Lifäen s'imisca dans l'esprit de sa soeur, et l'endormi. Ces petits yeux se fermerent doucement, et il pu l'entendre murmurer:

-A tout a l'heure grand frere.....A to......

La déposant sur un lit, il la contempla une derniere fois, caressant sa petite joue. Puis, il entra dans la chambre de guerre vide. Pendant qu'il parlait, tout le monde était partit se battre, pour défendre la forêt, le laissant seul. Il avanca vers la porte, regarda une derniere fois la forêt, et partit.....

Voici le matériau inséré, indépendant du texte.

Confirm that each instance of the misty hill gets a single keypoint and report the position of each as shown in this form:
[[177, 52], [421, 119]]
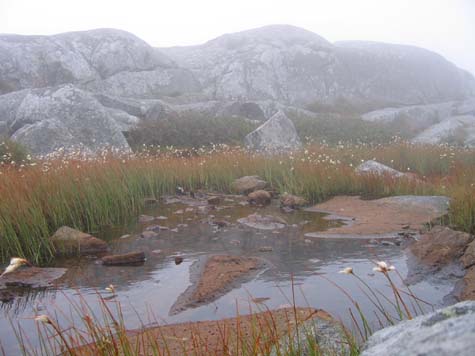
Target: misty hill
[[91, 87]]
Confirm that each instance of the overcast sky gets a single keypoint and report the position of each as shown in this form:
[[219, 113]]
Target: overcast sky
[[444, 26]]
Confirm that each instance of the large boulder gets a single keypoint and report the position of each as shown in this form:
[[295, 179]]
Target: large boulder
[[440, 246], [276, 134], [150, 84], [66, 117], [295, 66], [69, 241], [74, 57], [447, 331], [459, 130]]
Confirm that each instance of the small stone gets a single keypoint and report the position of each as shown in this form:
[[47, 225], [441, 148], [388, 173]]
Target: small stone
[[215, 200], [145, 218], [259, 197], [124, 259], [148, 234], [220, 223], [150, 201], [265, 249], [154, 228]]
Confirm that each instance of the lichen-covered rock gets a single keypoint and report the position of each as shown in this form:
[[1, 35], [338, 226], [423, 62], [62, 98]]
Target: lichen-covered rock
[[447, 331], [69, 241], [295, 66], [131, 258], [440, 246], [67, 118], [453, 130], [276, 134], [376, 168], [468, 258], [259, 197], [293, 201], [248, 184], [74, 57], [263, 222]]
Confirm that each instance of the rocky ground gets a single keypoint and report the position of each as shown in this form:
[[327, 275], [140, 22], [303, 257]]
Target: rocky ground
[[219, 337], [213, 276], [380, 218]]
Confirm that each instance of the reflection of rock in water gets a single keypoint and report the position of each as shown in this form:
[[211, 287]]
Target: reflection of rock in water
[[16, 300], [214, 276]]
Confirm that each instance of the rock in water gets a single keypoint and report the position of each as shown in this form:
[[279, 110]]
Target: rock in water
[[448, 331], [131, 258], [277, 133], [68, 241], [441, 246], [292, 201], [248, 184], [259, 197]]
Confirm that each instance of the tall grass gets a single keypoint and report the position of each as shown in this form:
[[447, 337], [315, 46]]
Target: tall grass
[[85, 193]]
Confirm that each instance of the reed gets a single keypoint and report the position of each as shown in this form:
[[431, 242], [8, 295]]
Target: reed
[[87, 192]]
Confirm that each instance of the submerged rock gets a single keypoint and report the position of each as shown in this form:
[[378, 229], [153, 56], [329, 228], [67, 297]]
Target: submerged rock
[[68, 241], [248, 184], [447, 331], [440, 246], [33, 277], [292, 201], [266, 222], [276, 134], [259, 197], [214, 200], [212, 277], [131, 258]]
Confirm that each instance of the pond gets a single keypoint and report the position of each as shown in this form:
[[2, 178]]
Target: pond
[[149, 291]]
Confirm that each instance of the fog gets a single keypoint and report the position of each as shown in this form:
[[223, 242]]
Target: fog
[[444, 26]]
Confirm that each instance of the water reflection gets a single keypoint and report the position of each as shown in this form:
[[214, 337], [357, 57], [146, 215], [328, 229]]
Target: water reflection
[[154, 287]]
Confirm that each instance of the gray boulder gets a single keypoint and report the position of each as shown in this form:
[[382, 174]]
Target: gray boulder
[[74, 57], [297, 67], [458, 130], [68, 118], [150, 84], [277, 133], [448, 331]]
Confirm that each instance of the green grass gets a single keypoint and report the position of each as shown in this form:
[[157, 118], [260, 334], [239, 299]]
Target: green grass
[[87, 193]]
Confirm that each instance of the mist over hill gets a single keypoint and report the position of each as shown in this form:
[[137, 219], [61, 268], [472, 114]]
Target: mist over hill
[[93, 88]]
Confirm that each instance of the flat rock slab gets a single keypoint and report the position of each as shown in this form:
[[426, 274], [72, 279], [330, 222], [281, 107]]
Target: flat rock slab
[[214, 276], [242, 334], [448, 331], [263, 222], [33, 277], [381, 217], [132, 258]]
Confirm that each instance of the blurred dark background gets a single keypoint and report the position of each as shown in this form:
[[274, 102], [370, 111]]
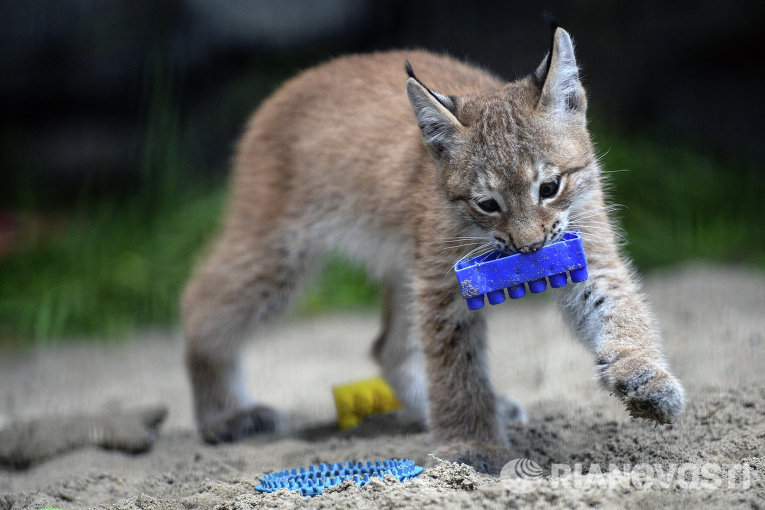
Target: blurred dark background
[[119, 117]]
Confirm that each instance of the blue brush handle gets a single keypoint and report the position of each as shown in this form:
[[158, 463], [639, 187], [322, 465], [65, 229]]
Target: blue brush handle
[[490, 274]]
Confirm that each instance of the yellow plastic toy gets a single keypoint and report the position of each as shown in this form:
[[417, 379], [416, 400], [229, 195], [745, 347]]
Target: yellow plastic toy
[[359, 399]]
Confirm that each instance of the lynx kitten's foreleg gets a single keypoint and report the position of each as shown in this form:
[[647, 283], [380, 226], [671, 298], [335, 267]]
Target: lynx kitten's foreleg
[[462, 411], [609, 314]]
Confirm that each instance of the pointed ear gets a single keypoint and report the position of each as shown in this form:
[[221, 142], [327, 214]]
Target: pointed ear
[[435, 115], [562, 92]]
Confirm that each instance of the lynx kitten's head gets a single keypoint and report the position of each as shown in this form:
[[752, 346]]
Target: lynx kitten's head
[[518, 160]]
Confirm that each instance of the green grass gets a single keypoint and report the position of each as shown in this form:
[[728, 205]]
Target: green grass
[[682, 205], [119, 265]]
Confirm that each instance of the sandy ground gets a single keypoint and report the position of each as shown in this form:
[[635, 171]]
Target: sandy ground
[[712, 318]]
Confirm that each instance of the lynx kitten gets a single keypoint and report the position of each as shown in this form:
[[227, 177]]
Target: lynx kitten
[[339, 159]]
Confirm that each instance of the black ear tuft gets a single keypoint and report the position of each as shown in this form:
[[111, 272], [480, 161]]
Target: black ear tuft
[[449, 102], [550, 19], [409, 70]]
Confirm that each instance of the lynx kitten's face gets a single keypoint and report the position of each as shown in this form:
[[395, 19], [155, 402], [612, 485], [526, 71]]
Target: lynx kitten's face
[[518, 160], [521, 172]]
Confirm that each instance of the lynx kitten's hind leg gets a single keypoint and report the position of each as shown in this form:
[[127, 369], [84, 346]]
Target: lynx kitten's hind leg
[[398, 350], [247, 281]]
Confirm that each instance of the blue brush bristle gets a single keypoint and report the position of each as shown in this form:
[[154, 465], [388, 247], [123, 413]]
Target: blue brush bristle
[[490, 274]]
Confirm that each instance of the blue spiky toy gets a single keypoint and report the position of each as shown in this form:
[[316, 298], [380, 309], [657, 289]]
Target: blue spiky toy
[[311, 481], [494, 272]]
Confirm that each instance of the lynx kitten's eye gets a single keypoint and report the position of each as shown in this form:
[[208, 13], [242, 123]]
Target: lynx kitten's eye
[[549, 189], [489, 205]]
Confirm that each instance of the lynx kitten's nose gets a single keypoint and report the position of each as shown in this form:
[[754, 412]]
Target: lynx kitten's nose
[[529, 248]]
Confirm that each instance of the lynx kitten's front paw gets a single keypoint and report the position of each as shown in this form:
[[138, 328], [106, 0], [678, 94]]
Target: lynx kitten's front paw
[[481, 456], [647, 389]]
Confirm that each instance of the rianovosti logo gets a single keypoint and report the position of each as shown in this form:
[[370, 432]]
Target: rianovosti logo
[[521, 475], [524, 475]]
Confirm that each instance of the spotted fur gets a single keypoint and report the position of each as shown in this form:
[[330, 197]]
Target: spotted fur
[[338, 159]]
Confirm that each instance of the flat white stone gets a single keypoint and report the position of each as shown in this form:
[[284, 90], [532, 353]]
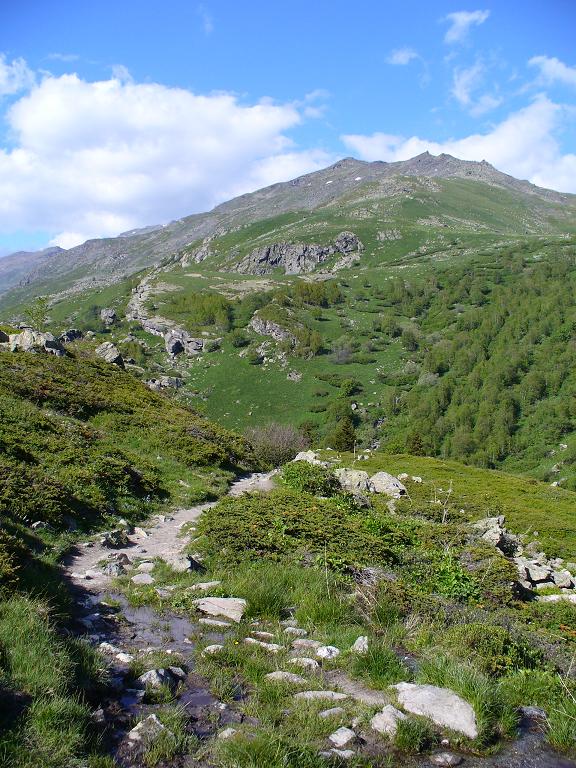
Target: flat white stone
[[342, 736], [230, 607], [142, 578], [386, 722], [303, 661], [441, 705], [320, 696], [210, 650], [286, 677], [272, 647], [327, 652]]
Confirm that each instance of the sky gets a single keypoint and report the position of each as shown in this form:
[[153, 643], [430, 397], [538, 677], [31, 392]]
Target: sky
[[118, 115]]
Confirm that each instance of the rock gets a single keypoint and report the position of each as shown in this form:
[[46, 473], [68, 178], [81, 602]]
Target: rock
[[302, 661], [441, 705], [155, 678], [354, 480], [342, 736], [311, 457], [214, 623], [108, 316], [205, 585], [383, 482], [306, 643], [142, 579], [360, 645], [177, 340], [271, 647], [110, 354], [73, 334], [563, 579], [147, 730], [320, 696], [35, 341], [295, 631], [227, 733], [445, 759], [285, 677], [327, 652], [386, 722], [230, 607], [332, 712], [210, 650]]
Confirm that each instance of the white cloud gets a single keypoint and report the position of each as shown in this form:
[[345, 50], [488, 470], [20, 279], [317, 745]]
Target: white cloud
[[460, 23], [14, 76], [402, 56], [465, 83], [552, 70], [524, 145], [94, 159]]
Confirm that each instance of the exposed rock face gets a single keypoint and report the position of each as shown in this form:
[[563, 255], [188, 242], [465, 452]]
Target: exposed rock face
[[230, 607], [35, 341], [110, 354], [296, 258], [268, 328], [73, 334], [178, 340], [382, 482], [441, 705], [108, 316], [354, 480]]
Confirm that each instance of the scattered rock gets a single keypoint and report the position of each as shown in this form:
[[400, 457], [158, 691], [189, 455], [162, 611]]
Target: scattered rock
[[360, 645], [230, 607], [445, 759], [286, 677], [302, 661], [341, 737], [320, 696], [147, 730], [142, 579], [110, 354], [327, 652], [386, 722], [383, 482], [441, 705]]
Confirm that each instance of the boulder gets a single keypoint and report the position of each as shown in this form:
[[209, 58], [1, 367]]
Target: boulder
[[285, 677], [73, 334], [354, 480], [386, 722], [341, 737], [229, 607], [383, 482], [441, 705], [108, 352], [35, 341], [147, 730]]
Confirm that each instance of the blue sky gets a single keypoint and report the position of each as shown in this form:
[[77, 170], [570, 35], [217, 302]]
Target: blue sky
[[117, 115]]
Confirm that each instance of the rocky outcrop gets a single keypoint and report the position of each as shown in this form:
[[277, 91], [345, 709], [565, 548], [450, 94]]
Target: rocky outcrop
[[108, 352], [108, 316], [178, 341], [297, 258], [35, 341], [441, 705], [73, 334], [269, 328]]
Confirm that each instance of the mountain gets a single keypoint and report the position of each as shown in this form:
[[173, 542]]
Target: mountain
[[348, 183], [16, 266]]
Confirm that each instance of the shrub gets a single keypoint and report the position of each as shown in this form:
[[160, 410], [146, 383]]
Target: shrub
[[275, 444], [310, 478]]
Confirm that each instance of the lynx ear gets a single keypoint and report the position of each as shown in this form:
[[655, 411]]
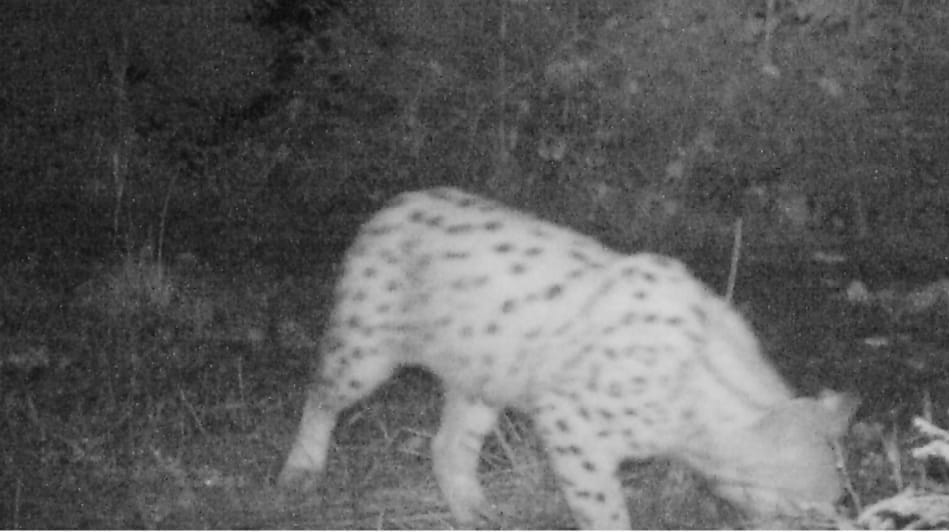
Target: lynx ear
[[838, 410]]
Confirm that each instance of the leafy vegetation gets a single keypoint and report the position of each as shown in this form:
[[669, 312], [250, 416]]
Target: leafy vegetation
[[178, 180]]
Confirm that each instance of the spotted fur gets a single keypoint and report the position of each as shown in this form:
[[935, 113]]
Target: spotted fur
[[614, 356]]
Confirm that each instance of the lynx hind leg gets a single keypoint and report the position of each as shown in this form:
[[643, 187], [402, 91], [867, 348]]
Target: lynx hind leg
[[348, 374], [586, 465], [456, 450]]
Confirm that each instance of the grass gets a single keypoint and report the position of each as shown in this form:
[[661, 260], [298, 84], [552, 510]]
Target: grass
[[157, 399]]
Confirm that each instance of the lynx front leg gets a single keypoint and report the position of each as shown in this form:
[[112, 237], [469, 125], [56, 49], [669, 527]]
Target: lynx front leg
[[456, 450], [347, 376]]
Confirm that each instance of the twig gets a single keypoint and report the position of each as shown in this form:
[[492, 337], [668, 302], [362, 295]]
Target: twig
[[733, 267]]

Je m'avance seul dans un monde dont je ne connais rien, mais il me faudra etre fort pour me montrer digne du sacrifice que tous ont fait....

Lifäen apprit tout ce qu'il avait a savoir sur les hommes dans le livre de l'ancien. Sa peur grandit quand il comprit que lui et eux n'avait que le language de commun. Alors que son peuple pouvait cacher leur sentiments, les humains en étaient incapable, ou alors difficilement. De plus, les changements de politique lent et subtil des Viéras ne l'était pas chez les humains. Si un humain disait quelque chose cela revelait ses pensées. Chez le peuple de Lifäen, ce que disait les uns n'était peut-etre qu'une infime évolution d'une stratégie vieille de plusieurs decenies et cela n'influencait en rien leur comportement. C'était un jeu que tous jouaient, mais que peu maitrisaient. Autant de différences qui inquietaient Lifaën. Alors qu'il quittait la forêt, des douleurs le firent se rouler au sol. Il poussa un unique cri, quand il ressentit le dernier des arbres mourrir. Ses épaules se secouerent mais il ne pleurait pas. Il n'y arrivait pas. Le déséspoir l'accabla. Il était seul et personne ne pouvait soulager sa peine. Famille, amis, il avait tout perdu. Il sombra alors dans le gouffre noir du sommeil, unique réparateur des maux.....
La matin, une odeur de brulé le reveilla. Il s'était endormi a la lisiere de la forêt et cette derniere brulait. Lifäen courrut hors de la portée des flammes, malgré qu'il était perclu de courbature, et constata l'étendu des dégats. Perdu. Il était perdu. Ne sachant que faire, ou aller. Il ne voyait que tenebre autour de lui. Avec un mugissement sauvage, ou se melait la force de la forêt et sa voix, il hurla, plus fort. Un cri de défi, de colere envers les hommes. La peine qu'il avait subi se mua en rage. Une colere telle qu'il n'en avait jamais ressentit auparavent. Puis, il entonna une complainte funebre, se laissant porter par sa solitude. Mais, alors que tout espoir l'avait abandonné, une consience étrangere et familiere a la fois lui effleura l'esprit. Lifäen se barricada pour proteger ses pensées mais la force les brisa sans le moindre effort, ce que seul un des siens pouvait faire. L'esprit n'était pas hostile, au contraire. Il dissipa les brumes des tenebres de son esprit et parla d'une voix empli de sagesse et de puissance.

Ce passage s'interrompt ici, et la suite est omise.